Früher war mein Leben wie eine Formel-1-Saison. Ein Rennen nach dem anderen und ich raste durchgetaktet durch die Tage. Alles war auf Effizienz und Zielerreichung getrimmt. Ich war ehrgeizig, leistungsorientiert und wusste, wie man Gas gibt. Planung, Leistung, Kontrolle waren meine inneren Leitplanken. Sie haben mich sicher und schnell durchs Leben geführt. Ich funktionierte, wusste immer, was zu tun ist und hatte stets Ziele vor Augen. Schnell sein bedeutete für mich, richtig zu sein. Werte? Die gab es. Aber sie waren wie Sponsorenlogos auf dem Auto. Sie waren da, aber ich habe sie nie wirklich hinterfragt. Vieles habe ich einfach aus Familie, Schule, Sport und später dem Job übernommen: Disziplin, Zielstrebigkeit, Durchhaltevermögen.

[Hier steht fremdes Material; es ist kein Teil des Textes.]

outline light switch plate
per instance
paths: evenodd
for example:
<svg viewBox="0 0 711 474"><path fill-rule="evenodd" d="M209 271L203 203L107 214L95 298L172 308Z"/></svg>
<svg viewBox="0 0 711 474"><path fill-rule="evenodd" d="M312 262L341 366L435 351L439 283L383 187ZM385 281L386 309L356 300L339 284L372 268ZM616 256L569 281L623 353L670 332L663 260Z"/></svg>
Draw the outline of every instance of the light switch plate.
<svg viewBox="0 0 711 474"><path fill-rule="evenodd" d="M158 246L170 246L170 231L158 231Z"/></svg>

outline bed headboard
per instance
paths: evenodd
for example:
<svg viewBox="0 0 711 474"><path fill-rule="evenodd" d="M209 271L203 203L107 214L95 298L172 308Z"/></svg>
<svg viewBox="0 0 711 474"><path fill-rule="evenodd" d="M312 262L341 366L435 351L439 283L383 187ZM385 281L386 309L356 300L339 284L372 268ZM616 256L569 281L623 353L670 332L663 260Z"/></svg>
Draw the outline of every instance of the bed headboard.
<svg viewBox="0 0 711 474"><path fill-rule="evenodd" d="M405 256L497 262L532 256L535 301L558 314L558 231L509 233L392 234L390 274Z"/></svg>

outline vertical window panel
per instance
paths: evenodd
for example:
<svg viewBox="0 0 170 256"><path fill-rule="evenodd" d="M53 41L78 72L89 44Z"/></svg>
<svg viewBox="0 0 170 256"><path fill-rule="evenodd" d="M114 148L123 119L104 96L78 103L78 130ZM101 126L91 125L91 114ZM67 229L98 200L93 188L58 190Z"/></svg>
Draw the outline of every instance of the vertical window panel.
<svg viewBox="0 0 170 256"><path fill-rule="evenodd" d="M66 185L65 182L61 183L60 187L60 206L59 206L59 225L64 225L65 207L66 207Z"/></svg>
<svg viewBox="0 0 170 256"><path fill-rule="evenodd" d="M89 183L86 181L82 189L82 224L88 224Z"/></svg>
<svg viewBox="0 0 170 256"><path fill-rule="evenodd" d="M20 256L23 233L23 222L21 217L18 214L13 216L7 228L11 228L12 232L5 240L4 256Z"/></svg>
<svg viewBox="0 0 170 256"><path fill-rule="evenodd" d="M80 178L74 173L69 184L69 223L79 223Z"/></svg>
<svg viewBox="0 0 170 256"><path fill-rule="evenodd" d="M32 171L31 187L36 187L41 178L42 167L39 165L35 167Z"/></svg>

Dann kam die Erkrankung. Nicht geplant. Nicht gewollt.
Und mit ihr kamen Stillstand und Kontrollverlust. Keine Geschwindigkeit mehr. Kein Plan mehr, der mir die nächsten Schritte zeigte. Kein Ziel, das sich einfach so über Disziplin erreichen ließe. Seitdem bin ich nicht mehr auf der Rennstrecke. Ich sitze auch nicht in der Boxengasse, in der alles rasch repariert wird, damit es gleich und schnell weitergehen kann. Ich bin im Zwischenraum. Zwischen dem, was war und dem, was werden könnte. Hier gibt es keine Rennen mehr, keine Zielzeit. Aber auch keinen Rückzug. Er ist ein neuer, ungewohnter Ort. Ich lebe. Ich beobachte. Ich sortiere. Und ich frage mich:
Was von dem, was mir früher für wichtig erschien, ist überhaupt meins?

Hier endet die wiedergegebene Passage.